Через десять минут он поехал домой — принять душ и переодеться. Они с Туве Гранос договорились пойти в театр.

Когда позвонил Фрёлик, Гунарстранна попросил молодого коллегу подождать, пока он притормозит у обочины; он остановился перед самым мостом Бентсе.

— Я только что беседовал с доктором Лёуритсен из онкологического отделения больницы Уллевол, — начал Фрёлик.

— Я ее знаю, — сказал Гунарстранна.

— Знаешь?! Откуда?

— Грете Лёуритсен когда-то лечила мою жену.

— Ясно…

— Ну и что? — невозмутимо спросил Гунарстранна. — Наверное, Фольке-Есперсен тоже был ее пациентом?

— Что-то в этом роде, — ответил Фрёлик. — Во всяком случае, она сообщила Фольке-Есперсену, что у него инвазивный рак. По-моему, самое главное даже не что она ему сказала, а когда.

— В самом деле? И когда же?

— Снова в пятницу тринадцатого! Фольке-Есперсен звонил доктору Лёуритсен в четыре, чтобы узнать результаты анализов. Ей сначала не хотелось сообщать о таком по телефону. Она попросила его приехать. Старик очень рассердился и стал донимать ее вопросами. В конце концов ей пришлось признаться, что болезнь у него очень запущена и прогрессирует, то есть пошли метастазы. Она пригласила его на прием, но он, естественно, так и не пришел.

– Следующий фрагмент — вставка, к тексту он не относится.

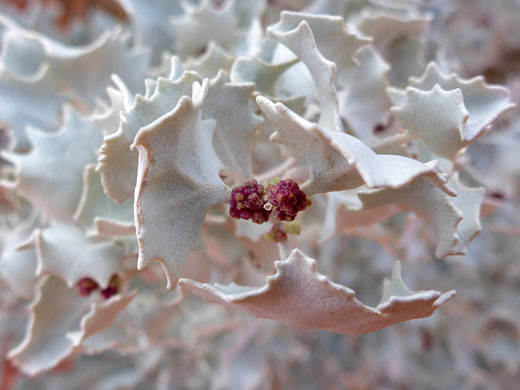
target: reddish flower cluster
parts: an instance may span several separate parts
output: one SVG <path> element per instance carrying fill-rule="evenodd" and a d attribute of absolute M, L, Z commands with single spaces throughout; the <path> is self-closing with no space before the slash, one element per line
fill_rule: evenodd
<path fill-rule="evenodd" d="M 271 210 L 264 207 L 266 204 L 264 186 L 251 179 L 231 191 L 229 215 L 232 218 L 250 219 L 254 223 L 262 224 L 267 222 L 271 215 Z"/>
<path fill-rule="evenodd" d="M 310 204 L 294 180 L 275 182 L 266 191 L 263 185 L 251 179 L 231 191 L 229 215 L 262 224 L 269 220 L 272 212 L 279 221 L 293 221 Z"/>
<path fill-rule="evenodd" d="M 78 283 L 76 283 L 76 288 L 78 289 L 78 293 L 81 296 L 88 297 L 94 290 L 98 289 L 98 284 L 94 279 L 83 278 Z"/>
<path fill-rule="evenodd" d="M 118 291 L 119 291 L 119 277 L 117 275 L 114 275 L 110 278 L 107 288 L 104 288 L 103 290 L 101 290 L 100 294 L 103 298 L 108 299 L 112 295 L 116 295 Z"/>
<path fill-rule="evenodd" d="M 99 288 L 99 285 L 94 279 L 83 278 L 76 283 L 76 288 L 78 289 L 79 295 L 88 297 L 90 294 L 92 294 L 95 290 Z M 103 298 L 108 299 L 111 296 L 116 295 L 118 291 L 119 277 L 117 275 L 114 275 L 110 279 L 107 288 L 101 289 L 99 293 Z"/>
<path fill-rule="evenodd" d="M 298 183 L 291 179 L 281 180 L 269 187 L 267 197 L 273 206 L 273 215 L 279 221 L 293 221 L 300 211 L 311 204 Z"/>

— Насколько запущенной была болезнь?

— По ее словам, жить ему оставалось максимум два месяца. Через полчаса после разговора с врачом Фольке-Есперсен позвонил адвокату и аннулировал завещание.

Глава 32

НЕОЖИДАННАЯ ВСТРЕЧА

В очереди к банкомату на почте перед ним стояла какая-то женщина. Фрёлик в ожидании смотрел на уличного музыканта, который выступал перед входом в метро. Он не мог понять, почему хрупкие музыкальные инструменты не ломаются на сильном морозе. Что уж говорить о ногтях гитариста! На уличном музыканте были перчатки с отрезанными пальцами; вздрагивая, он прохаживался возле динамиков, водруженных на старую магазинную тележку. Зрителей у него было немного: два наркомана с глубокомысленными лицами и вышибала из бара «Три брата». Наконец стоявшая перед ним женщина взяла деньги и резко повернулась.

— Ой, привет! — сказала она и вдруг ахнула от боли.

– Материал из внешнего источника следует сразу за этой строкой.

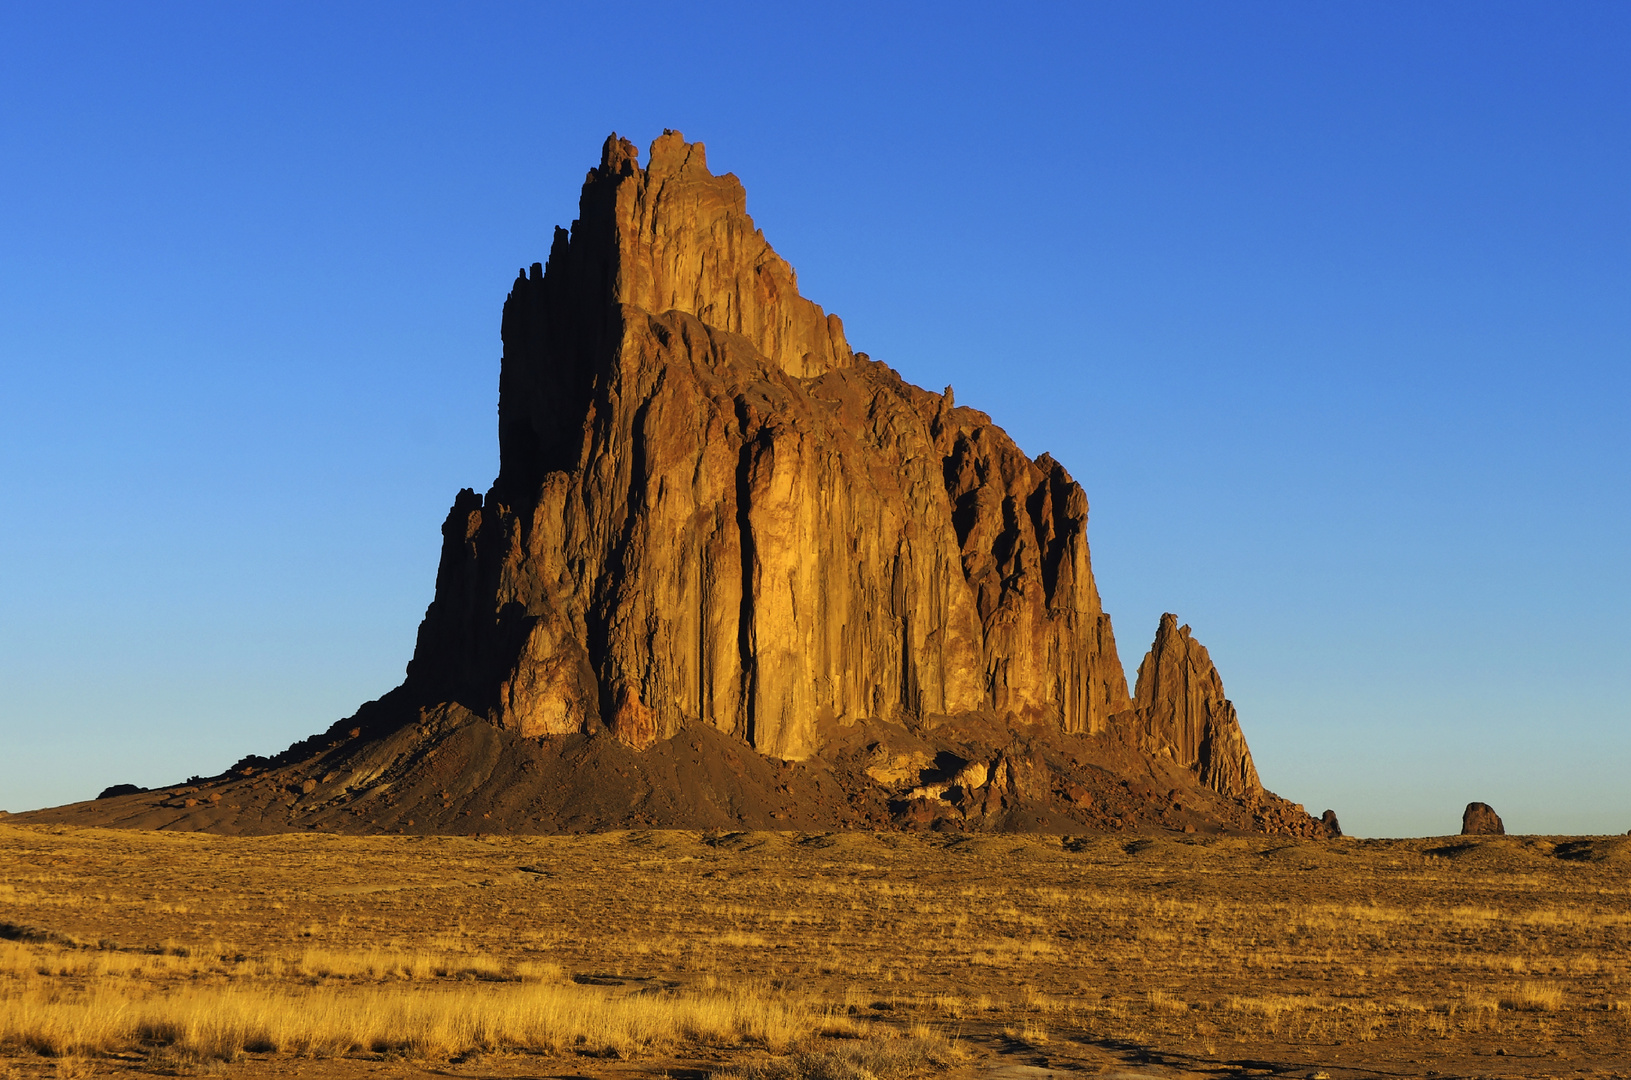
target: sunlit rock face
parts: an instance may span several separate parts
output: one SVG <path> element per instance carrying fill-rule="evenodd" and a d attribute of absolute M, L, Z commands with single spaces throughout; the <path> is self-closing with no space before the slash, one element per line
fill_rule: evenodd
<path fill-rule="evenodd" d="M 863 717 L 1129 708 L 1080 486 L 854 353 L 701 143 L 609 138 L 503 339 L 500 474 L 444 526 L 415 696 L 787 759 Z"/>
<path fill-rule="evenodd" d="M 1138 668 L 1134 704 L 1131 726 L 1145 752 L 1170 757 L 1221 795 L 1262 793 L 1234 704 L 1224 697 L 1223 679 L 1206 647 L 1190 636 L 1189 627 L 1178 625 L 1176 615 L 1161 616 L 1155 642 Z M 1333 827 L 1334 822 L 1332 815 Z"/>

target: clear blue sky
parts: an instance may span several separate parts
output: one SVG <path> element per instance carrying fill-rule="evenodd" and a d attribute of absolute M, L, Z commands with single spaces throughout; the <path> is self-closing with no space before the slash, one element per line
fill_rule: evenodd
<path fill-rule="evenodd" d="M 1631 828 L 1631 5 L 996 8 L 0 9 L 0 807 L 396 685 L 516 268 L 672 127 L 1270 787 Z"/>

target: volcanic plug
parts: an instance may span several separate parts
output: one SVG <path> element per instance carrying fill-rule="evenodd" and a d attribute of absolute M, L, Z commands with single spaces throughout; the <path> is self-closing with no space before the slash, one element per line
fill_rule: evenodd
<path fill-rule="evenodd" d="M 442 528 L 396 690 L 274 757 L 39 820 L 1326 835 L 1190 628 L 1136 693 L 1087 497 L 855 352 L 665 132 L 606 140 L 504 303 L 500 468 Z"/>

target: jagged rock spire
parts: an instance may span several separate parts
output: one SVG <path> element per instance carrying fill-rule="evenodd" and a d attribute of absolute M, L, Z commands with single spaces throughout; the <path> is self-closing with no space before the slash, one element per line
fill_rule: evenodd
<path fill-rule="evenodd" d="M 1171 613 L 1138 667 L 1133 695 L 1143 749 L 1193 769 L 1222 795 L 1251 798 L 1263 790 L 1235 707 L 1206 647 Z"/>

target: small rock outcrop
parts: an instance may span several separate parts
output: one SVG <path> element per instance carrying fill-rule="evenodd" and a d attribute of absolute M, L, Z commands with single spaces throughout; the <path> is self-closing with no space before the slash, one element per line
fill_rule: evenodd
<path fill-rule="evenodd" d="M 607 139 L 501 337 L 403 684 L 207 795 L 39 820 L 1337 832 L 1174 616 L 1128 693 L 1080 485 L 854 351 L 701 143 Z"/>
<path fill-rule="evenodd" d="M 1501 815 L 1488 803 L 1470 802 L 1461 812 L 1462 836 L 1505 836 Z"/>

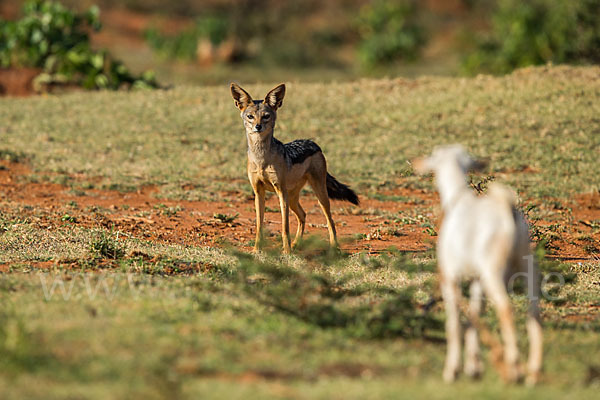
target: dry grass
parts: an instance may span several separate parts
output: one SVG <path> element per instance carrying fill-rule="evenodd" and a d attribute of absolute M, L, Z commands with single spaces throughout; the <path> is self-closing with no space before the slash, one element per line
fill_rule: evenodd
<path fill-rule="evenodd" d="M 462 142 L 490 159 L 496 179 L 542 204 L 536 216 L 550 219 L 544 204 L 598 189 L 599 72 L 292 83 L 277 134 L 315 138 L 330 170 L 373 197 L 395 186 L 431 188 L 407 160 Z M 250 89 L 264 94 L 271 86 Z M 176 198 L 243 195 L 238 119 L 226 86 L 0 99 L 0 156 L 28 160 L 31 179 L 74 191 L 157 185 L 159 196 Z M 600 353 L 597 261 L 544 265 L 570 281 L 552 292 L 557 301 L 542 303 L 538 388 L 505 387 L 489 369 L 481 382 L 442 386 L 432 254 L 338 257 L 309 241 L 300 255 L 254 261 L 83 229 L 67 214 L 47 229 L 14 204 L 0 207 L 0 264 L 10 264 L 0 274 L 5 398 L 551 399 L 592 398 L 600 385 L 591 357 Z M 425 227 L 425 208 L 364 213 Z M 70 295 L 57 286 L 46 298 L 52 282 L 72 287 Z M 515 304 L 523 336 L 524 298 Z M 485 321 L 497 328 L 492 313 Z"/>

Согнувшись пополам, она схватилась за поясницу и выронила сумку. Фрёлик подхватил ее на лету. Перед ним была Анна. Она никак не могла разогнуться и все ахала от боли.

— Что с тобой? — спросил Фрёлик.

— Спина, — ответила Анна, хватая ртом воздух. — Ужасно болит спина. Как ты меня напугал! Подошел слишком близко.

— Ясно, — сказал Фрёлик.

Они немного постояли. На ней была толстая пестрая шерстяная куртка и линялые джинсы. Пальцы рук она спрятала в рукава. Фрёлик тут же вспомнил о том, какой на улице мороз.

— Спасибо за опись, — сказал он. Ничего умнее ему в голову не пришло.

— За какую еще опись? — недоуменно переспросила Анна.

— С места преступления… из антикварного магазина. — Он смущенно улыбнулся.

— Да не за что! — ответила она, улыбаясь.